PS : Les énergies renouvelables représentent aujourd'hui environ 13% de la consommation énergétique. Leur développement marque un temps d'arrêt alors que l'objectif européen ambitieux est de 23% en 2020. Quelles sont vos propositions pour doubler cette part des énergies renouvelables ?
NH : Toutes les énergies renouvelables ne se valent pas. Je pense notamment aux agrocarburants de première génération, dont les bénéfices sont trop faibles, et dont la production malmène notre environnement et contribue à mettre en péril l'alimentation mondiale. Mais pour les autres, je pense que trois grandes orientations devrait permettre d'atteindre nos objectifs. La première est sans conteste la maîtrise de la demande, qui permettra d'assumer une hausse des prix de l'énergie, car certaines énergies renouvelables sont encore plus chère que les énergies conventionnelles. Mais il faudra aussi mettre fin aux subventions aux énergies fossiles, financées par le contribuable et qui sont contraire à nos objectifs de lutte contre le changement climatique. Enfin il est nécessaire de mettre en place des mécanismes de soutien stables dans le temps, pour donner une chance aux renouvelables de se développer.
PS : Le secteur du photovoltaïque qui a vécu aux rythmes des « stop and go » vient de perdre 10 000 emplois. Quelles sont les solutions pour arrêter l'hémorragie d'emplois et de compétences et pour relancer la machine?

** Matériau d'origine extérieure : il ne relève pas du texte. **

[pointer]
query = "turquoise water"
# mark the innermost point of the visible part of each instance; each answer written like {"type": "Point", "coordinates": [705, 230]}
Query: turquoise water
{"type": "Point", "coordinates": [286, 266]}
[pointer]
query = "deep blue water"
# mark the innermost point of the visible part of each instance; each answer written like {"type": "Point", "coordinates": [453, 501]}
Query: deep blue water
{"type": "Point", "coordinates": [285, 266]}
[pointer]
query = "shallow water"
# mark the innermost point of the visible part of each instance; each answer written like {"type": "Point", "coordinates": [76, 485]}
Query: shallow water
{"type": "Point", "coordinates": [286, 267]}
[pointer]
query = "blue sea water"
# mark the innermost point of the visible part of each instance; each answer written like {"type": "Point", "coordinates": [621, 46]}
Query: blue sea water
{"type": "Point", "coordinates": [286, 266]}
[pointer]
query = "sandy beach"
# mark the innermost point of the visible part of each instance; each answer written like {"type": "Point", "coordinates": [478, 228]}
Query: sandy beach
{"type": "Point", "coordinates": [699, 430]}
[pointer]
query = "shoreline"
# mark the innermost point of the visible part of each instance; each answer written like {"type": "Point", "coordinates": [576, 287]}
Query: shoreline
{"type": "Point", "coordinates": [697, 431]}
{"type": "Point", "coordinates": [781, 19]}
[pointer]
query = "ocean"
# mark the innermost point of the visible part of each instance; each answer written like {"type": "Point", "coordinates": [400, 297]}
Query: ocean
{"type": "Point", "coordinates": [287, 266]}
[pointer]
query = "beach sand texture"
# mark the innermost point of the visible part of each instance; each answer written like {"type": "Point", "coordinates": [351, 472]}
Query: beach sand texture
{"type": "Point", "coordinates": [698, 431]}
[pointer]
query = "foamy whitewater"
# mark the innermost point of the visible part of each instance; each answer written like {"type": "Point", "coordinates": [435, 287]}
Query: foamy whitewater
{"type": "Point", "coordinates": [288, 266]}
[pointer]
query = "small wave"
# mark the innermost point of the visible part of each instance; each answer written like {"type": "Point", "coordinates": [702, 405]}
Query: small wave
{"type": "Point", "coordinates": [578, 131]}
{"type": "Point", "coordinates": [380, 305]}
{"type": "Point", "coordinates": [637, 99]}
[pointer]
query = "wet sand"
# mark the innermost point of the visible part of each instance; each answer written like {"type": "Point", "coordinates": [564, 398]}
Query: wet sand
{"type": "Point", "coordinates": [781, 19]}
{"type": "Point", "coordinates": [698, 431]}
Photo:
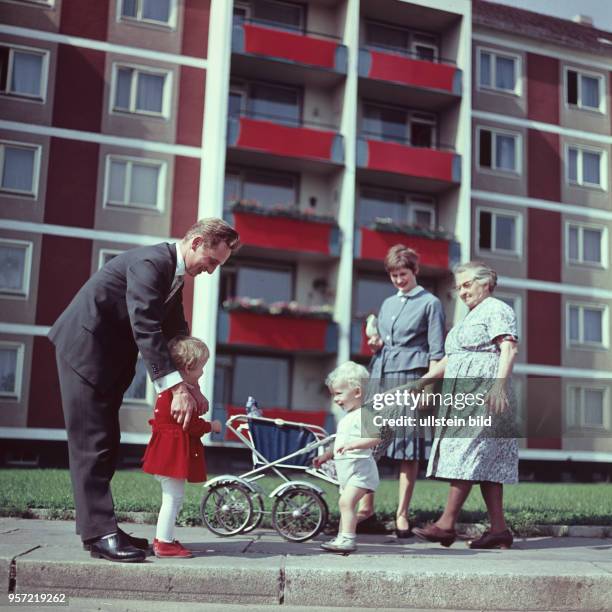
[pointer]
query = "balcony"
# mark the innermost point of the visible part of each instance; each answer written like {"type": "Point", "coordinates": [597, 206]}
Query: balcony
{"type": "Point", "coordinates": [404, 76]}
{"type": "Point", "coordinates": [276, 332]}
{"type": "Point", "coordinates": [438, 252]}
{"type": "Point", "coordinates": [403, 165]}
{"type": "Point", "coordinates": [286, 232]}
{"type": "Point", "coordinates": [295, 146]}
{"type": "Point", "coordinates": [297, 55]}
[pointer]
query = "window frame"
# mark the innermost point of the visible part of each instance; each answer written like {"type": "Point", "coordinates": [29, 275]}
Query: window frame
{"type": "Point", "coordinates": [159, 207]}
{"type": "Point", "coordinates": [27, 269]}
{"type": "Point", "coordinates": [570, 388]}
{"type": "Point", "coordinates": [141, 21]}
{"type": "Point", "coordinates": [44, 74]}
{"type": "Point", "coordinates": [35, 172]}
{"type": "Point", "coordinates": [603, 167]}
{"type": "Point", "coordinates": [19, 365]}
{"type": "Point", "coordinates": [605, 326]}
{"type": "Point", "coordinates": [518, 216]}
{"type": "Point", "coordinates": [603, 263]}
{"type": "Point", "coordinates": [166, 93]}
{"type": "Point", "coordinates": [518, 72]}
{"type": "Point", "coordinates": [518, 152]}
{"type": "Point", "coordinates": [601, 79]}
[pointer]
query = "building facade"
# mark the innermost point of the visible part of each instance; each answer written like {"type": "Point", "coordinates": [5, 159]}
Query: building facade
{"type": "Point", "coordinates": [325, 131]}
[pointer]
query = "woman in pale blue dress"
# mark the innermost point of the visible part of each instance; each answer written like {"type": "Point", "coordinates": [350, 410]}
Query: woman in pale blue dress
{"type": "Point", "coordinates": [480, 354]}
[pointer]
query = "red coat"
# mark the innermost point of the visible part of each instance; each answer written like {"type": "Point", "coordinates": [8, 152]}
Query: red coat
{"type": "Point", "coordinates": [172, 451]}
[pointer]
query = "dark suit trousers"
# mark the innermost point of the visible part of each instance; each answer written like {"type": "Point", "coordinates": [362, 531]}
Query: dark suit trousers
{"type": "Point", "coordinates": [92, 426]}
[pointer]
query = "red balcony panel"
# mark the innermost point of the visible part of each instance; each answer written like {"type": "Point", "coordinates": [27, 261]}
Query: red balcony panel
{"type": "Point", "coordinates": [412, 161]}
{"type": "Point", "coordinates": [277, 332]}
{"type": "Point", "coordinates": [312, 417]}
{"type": "Point", "coordinates": [408, 71]}
{"type": "Point", "coordinates": [433, 252]}
{"type": "Point", "coordinates": [285, 141]}
{"type": "Point", "coordinates": [289, 46]}
{"type": "Point", "coordinates": [287, 234]}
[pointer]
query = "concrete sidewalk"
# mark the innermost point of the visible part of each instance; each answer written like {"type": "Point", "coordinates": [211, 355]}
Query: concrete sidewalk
{"type": "Point", "coordinates": [261, 568]}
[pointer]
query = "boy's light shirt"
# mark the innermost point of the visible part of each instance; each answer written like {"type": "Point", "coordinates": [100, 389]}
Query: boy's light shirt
{"type": "Point", "coordinates": [347, 431]}
{"type": "Point", "coordinates": [174, 378]}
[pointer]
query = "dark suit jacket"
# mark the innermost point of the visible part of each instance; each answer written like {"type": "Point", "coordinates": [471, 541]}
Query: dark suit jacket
{"type": "Point", "coordinates": [120, 311]}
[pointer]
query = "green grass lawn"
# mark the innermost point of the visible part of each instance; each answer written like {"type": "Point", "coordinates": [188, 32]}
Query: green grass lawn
{"type": "Point", "coordinates": [525, 503]}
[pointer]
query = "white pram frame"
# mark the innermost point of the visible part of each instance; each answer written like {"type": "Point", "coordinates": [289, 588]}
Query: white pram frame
{"type": "Point", "coordinates": [234, 505]}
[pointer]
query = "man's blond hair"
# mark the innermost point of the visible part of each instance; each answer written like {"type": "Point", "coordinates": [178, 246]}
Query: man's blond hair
{"type": "Point", "coordinates": [187, 351]}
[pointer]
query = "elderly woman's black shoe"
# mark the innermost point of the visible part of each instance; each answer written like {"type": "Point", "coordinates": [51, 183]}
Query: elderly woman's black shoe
{"type": "Point", "coordinates": [488, 540]}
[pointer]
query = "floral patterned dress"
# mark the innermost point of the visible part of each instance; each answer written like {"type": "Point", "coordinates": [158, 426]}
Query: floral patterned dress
{"type": "Point", "coordinates": [476, 453]}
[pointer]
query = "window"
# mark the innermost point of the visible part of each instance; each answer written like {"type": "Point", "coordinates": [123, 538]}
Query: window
{"type": "Point", "coordinates": [267, 283]}
{"type": "Point", "coordinates": [402, 40]}
{"type": "Point", "coordinates": [141, 90]}
{"type": "Point", "coordinates": [23, 72]}
{"type": "Point", "coordinates": [399, 125]}
{"type": "Point", "coordinates": [137, 183]}
{"type": "Point", "coordinates": [499, 232]}
{"type": "Point", "coordinates": [156, 12]}
{"type": "Point", "coordinates": [514, 301]}
{"type": "Point", "coordinates": [586, 245]}
{"type": "Point", "coordinates": [400, 207]}
{"type": "Point", "coordinates": [587, 407]}
{"type": "Point", "coordinates": [19, 168]}
{"type": "Point", "coordinates": [284, 14]}
{"type": "Point", "coordinates": [138, 391]}
{"type": "Point", "coordinates": [370, 294]}
{"type": "Point", "coordinates": [269, 189]}
{"type": "Point", "coordinates": [265, 378]}
{"type": "Point", "coordinates": [15, 265]}
{"type": "Point", "coordinates": [105, 255]}
{"type": "Point", "coordinates": [11, 370]}
{"type": "Point", "coordinates": [585, 167]}
{"type": "Point", "coordinates": [498, 71]}
{"type": "Point", "coordinates": [498, 150]}
{"type": "Point", "coordinates": [587, 325]}
{"type": "Point", "coordinates": [584, 90]}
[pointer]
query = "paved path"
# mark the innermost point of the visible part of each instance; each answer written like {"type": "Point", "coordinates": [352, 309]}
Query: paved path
{"type": "Point", "coordinates": [261, 569]}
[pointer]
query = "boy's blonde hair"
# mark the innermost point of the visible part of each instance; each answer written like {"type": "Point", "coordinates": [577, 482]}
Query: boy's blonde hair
{"type": "Point", "coordinates": [187, 351]}
{"type": "Point", "coordinates": [349, 372]}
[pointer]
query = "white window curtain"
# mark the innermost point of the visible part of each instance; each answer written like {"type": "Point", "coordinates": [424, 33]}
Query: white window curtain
{"type": "Point", "coordinates": [505, 152]}
{"type": "Point", "coordinates": [18, 169]}
{"type": "Point", "coordinates": [8, 370]}
{"type": "Point", "coordinates": [27, 73]}
{"type": "Point", "coordinates": [589, 91]}
{"type": "Point", "coordinates": [150, 92]}
{"type": "Point", "coordinates": [504, 73]}
{"type": "Point", "coordinates": [156, 10]}
{"type": "Point", "coordinates": [12, 267]}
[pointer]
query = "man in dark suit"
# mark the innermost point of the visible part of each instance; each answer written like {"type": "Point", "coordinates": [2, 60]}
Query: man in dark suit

NH : Derrière ces politiques incohérentes, je vois l'indécision, voir l'indifférence du politique. Pendant deux ans, après le lancement du Grenelle de l'Environnement, les énergies renouvelables ont été soutenues comme jamais en France. Puis, tout s'est arrêté. Comme si la crise climatique n'était plus d'actualité, comme si la crise avait effacé tous nos engagements. Il est temps de retrouver de la cohérence. Je vois en France des milliers de mètres carrés de toitures, des terrains abîmés, inaptes pour l'agriculture. Pourquoi ne pas passer par des obligations, des grands appels d'offre publics pour utiliser ces surfaces pour produire de l'énergie. Je crois aussi qu'il faut encourager l'excellence environnementale, en favorisant des systèmes photovoltaïque produits en Europe, dans le respect de normes environnementales strictes, afin de concilier activité économique et enjeux écologiques, qui est l'un des axes majeur de la transition énergétique.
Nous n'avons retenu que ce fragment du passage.